30 mars 2007

CQFD

Ensemble le renouveau de nos quartiers et de nos résidences.




Je suis allée par hasard sur le site de CQFD mensuel de critique social .
Aucune pub de ma part , juste une réflexion par rapport à l'actualité des cités .


Mis à jour le :15 avril 2006. Auteur : Fred Morisse.

« Au-delà de six étages, le taux de criminalité enregistre une nette progression », affirmait un rapport en 1977 d'Alain Peyrefitte . Vingt ans plus tard, cette plaisanterie connaît enfin sa juste consécration politique : le « plan de rénovation urbaine » de Borloo. Au lieu de combattre la misère, on rase les tours où elle se niche. Mais qu’il soit horizontal ou vertical, le béton garde la tête dure.Pour appliquer ce programme, on invoque une délinquance dont le taux grimperait en fonction de la hauteur des buildings. On n’hésite pas à parler d’urbanisme criminogène.

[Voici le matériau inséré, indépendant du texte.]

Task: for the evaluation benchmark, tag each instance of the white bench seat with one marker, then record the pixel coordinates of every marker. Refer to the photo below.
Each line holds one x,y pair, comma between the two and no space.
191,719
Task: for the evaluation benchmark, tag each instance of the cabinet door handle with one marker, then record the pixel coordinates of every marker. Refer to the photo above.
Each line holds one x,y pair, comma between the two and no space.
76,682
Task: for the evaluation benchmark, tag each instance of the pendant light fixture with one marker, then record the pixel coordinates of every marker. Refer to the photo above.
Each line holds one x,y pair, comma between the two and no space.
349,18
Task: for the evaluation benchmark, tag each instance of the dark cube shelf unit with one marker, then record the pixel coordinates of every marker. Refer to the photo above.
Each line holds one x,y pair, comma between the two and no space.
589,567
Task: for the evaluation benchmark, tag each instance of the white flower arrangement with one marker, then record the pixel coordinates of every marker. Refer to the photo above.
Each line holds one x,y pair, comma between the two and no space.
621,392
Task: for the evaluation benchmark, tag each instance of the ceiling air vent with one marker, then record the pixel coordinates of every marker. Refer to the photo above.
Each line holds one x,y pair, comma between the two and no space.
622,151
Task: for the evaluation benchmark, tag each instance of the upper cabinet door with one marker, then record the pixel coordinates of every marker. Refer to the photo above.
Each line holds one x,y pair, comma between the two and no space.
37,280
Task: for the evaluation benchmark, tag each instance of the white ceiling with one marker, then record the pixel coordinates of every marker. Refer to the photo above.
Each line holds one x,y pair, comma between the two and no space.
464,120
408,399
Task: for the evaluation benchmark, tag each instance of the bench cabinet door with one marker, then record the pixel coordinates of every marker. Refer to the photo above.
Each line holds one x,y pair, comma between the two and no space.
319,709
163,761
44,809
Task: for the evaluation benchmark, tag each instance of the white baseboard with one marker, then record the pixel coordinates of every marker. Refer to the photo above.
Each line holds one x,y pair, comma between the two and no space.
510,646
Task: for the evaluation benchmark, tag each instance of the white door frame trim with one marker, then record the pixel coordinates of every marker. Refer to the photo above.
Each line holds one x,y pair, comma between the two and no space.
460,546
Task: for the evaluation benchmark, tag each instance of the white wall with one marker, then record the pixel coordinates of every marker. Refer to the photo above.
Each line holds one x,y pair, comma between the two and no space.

« Au-delà de six étages, le taux de criminalité enregistre une nette progression »


Extrapolons : Monaco, tout en buildings, devrait être un repère de malfrats brûleurs de voitures. A contrario, les ghettos de Los Angeles, les favelas de Rio, les townships de Johannesburg, dont aucune habitation ne dépasse six étages, devraient offrir des conditions de vie paradisiaques. Allez leur dire ! Qu’ils se réjouissent !

4 commentaires:

M Enrique a dit…

Trés matinale pour un bon commentaire Mme Catherine, Bravo!,mais les pelleteuses de Gaston on ne peut plus les arreter

Marianne a dit…

Au fait , vous habitez à quel étage Monsieur Enrique ?
Attention , pour le nouveau logement vous demandez un RDC !

fratwoman a dit…

Arg... mais je devrais être en prison moi du haut de mon treizième étage... Le grand est un futur primo délinquant, c'est sûr !
Bon, bah, j'vais faire les cartons et déménager !

Marianne a dit…

Ravie de vous revoir Fratwoman .... Ce rapport date de 1977 et maintenant cela ne fonctionne plus par étage mais c'est le quartier entier que l'on identifie comme criminogéne . C'est sur que ce genre de clasification est d'une grande aide et très valorisante pour les gens qui habitent ce quartier.